I was recently checking on what the newest compute capabilities (CC) are on my test GPUs so I could compile with the latest “CC” available.
One of my GPUs has a CC of 6.1 but the NV compiler (NVFORTRAN 20.11) has 6.0 and 6.2, but no 6.1.
Why does it not have 6.1 (Quadro P-series)?
Also, comparing the list of CCs at “CUDA - Wikipedia” to the list of available targets in the NV compiler, it seems that the CCs 3.7, 5.2, 5.3, and 8.6 are also missing.

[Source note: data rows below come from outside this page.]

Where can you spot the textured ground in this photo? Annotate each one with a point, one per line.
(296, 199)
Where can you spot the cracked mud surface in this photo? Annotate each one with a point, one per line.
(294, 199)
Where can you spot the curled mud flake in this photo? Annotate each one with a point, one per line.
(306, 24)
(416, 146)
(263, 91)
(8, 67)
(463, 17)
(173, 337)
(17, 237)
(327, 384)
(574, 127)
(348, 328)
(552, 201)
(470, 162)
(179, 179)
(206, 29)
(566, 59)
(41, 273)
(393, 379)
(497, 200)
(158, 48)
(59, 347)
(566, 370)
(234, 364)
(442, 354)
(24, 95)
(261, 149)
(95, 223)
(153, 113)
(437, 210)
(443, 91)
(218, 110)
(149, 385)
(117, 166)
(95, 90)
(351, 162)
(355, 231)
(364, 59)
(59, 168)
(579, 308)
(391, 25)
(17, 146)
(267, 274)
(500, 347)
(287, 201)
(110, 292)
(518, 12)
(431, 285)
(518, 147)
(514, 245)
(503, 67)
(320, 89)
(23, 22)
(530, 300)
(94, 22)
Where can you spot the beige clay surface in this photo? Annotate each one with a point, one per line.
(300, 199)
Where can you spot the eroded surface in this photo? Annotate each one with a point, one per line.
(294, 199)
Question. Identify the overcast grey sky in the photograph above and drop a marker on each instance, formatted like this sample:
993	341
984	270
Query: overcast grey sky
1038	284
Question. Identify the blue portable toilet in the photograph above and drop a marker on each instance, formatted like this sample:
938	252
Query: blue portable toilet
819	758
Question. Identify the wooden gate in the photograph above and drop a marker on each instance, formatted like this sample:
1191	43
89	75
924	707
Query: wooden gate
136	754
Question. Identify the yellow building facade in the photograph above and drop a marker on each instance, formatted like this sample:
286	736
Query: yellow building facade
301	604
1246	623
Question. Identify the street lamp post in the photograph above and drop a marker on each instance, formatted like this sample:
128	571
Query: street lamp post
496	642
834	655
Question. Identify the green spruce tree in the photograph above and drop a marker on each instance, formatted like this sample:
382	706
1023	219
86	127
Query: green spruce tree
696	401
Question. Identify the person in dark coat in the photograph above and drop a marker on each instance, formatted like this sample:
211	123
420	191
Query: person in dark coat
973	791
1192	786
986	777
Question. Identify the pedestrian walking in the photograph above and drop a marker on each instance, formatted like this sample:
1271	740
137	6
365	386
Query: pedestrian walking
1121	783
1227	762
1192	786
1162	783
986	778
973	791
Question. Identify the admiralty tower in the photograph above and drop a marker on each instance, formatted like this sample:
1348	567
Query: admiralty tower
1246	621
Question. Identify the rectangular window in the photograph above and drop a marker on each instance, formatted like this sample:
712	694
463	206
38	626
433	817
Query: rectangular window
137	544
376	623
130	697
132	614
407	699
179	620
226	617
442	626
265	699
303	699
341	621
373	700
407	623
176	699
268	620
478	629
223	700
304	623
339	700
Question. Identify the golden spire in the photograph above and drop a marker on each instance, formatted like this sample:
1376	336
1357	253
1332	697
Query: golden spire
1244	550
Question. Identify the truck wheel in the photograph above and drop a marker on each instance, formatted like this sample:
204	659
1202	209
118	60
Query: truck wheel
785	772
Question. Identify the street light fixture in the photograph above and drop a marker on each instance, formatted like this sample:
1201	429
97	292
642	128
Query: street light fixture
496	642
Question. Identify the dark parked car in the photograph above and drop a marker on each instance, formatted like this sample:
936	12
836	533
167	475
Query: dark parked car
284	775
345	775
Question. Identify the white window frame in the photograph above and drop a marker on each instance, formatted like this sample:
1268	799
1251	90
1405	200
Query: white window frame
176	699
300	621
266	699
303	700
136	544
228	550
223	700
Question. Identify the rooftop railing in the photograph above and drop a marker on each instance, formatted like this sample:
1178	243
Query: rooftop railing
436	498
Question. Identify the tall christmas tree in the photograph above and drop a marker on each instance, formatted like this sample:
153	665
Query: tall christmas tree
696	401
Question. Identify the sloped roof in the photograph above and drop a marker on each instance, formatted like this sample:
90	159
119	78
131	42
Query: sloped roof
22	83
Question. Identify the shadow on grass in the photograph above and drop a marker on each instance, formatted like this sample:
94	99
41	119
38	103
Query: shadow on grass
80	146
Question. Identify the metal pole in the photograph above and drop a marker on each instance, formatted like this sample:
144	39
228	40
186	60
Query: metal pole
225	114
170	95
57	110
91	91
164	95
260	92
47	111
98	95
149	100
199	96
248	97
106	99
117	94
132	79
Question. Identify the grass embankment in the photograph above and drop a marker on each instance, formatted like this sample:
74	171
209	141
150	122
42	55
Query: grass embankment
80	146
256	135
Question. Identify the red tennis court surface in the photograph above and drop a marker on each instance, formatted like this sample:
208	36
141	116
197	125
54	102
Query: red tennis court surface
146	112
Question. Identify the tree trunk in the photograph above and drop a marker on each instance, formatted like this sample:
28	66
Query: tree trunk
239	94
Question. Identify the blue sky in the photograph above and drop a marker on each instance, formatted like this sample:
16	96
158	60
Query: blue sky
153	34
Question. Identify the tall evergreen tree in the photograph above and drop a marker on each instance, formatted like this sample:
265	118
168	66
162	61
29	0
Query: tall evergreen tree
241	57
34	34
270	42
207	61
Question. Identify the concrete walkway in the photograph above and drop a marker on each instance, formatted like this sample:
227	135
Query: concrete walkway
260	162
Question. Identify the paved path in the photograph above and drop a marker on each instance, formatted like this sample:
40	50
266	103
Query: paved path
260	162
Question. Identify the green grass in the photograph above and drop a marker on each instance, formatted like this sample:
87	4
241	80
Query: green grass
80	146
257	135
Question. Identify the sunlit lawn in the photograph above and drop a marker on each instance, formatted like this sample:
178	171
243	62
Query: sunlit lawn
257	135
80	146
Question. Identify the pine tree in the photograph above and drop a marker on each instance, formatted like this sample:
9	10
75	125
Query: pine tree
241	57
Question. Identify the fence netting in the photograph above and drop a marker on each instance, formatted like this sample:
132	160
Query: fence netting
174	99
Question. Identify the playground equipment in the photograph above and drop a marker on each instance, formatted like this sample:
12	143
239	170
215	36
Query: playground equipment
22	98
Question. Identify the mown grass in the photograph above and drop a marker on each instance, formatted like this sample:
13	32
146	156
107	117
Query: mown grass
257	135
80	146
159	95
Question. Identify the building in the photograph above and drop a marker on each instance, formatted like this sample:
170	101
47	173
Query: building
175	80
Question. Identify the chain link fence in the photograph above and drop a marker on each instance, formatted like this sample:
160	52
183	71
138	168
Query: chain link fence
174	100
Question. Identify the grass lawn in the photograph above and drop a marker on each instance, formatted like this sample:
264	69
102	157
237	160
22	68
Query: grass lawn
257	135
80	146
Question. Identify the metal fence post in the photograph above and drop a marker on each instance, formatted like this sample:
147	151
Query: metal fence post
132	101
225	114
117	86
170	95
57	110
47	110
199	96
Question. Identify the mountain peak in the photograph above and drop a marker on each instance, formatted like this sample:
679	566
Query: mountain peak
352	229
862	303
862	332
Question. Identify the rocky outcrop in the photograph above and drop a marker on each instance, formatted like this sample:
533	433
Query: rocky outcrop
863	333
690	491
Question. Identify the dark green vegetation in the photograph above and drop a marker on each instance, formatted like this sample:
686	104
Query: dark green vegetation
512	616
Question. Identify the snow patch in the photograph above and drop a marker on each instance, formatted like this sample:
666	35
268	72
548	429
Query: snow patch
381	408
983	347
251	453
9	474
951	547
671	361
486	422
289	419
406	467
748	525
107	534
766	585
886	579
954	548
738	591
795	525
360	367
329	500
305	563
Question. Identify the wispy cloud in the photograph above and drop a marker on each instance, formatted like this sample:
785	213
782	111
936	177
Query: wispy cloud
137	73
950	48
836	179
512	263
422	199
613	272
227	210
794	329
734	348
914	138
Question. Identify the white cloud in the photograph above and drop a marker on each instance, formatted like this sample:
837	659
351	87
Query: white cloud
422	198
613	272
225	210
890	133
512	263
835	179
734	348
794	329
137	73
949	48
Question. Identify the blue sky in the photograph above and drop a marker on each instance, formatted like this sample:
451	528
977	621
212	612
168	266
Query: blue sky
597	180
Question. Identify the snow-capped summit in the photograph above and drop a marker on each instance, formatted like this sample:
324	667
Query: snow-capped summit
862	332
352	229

I assume it is best practice to use the largest CC less-than-or-equal to the GPU being targeted?
Am I missing out on any optimizations by using 6.0 for a 6.1 GPU?
I believe that there’s aren’t any architectural differences between the two (just configuration) so no, you are missing out on any additional optimizations.
Why does it not have 6.1 (Quadro P-series)?
Since the compiler will by default create a unified binary (i.e. target multiple target devices), we do try to keep the number of targets to a minimum (especially when the differences between the CC versions are minor). There is some overhead in compilation time and binary size, so including all targets would add to this overhead.
I assume it is best practice to use the largest CC less-than-or-equal to the GPU being targeted?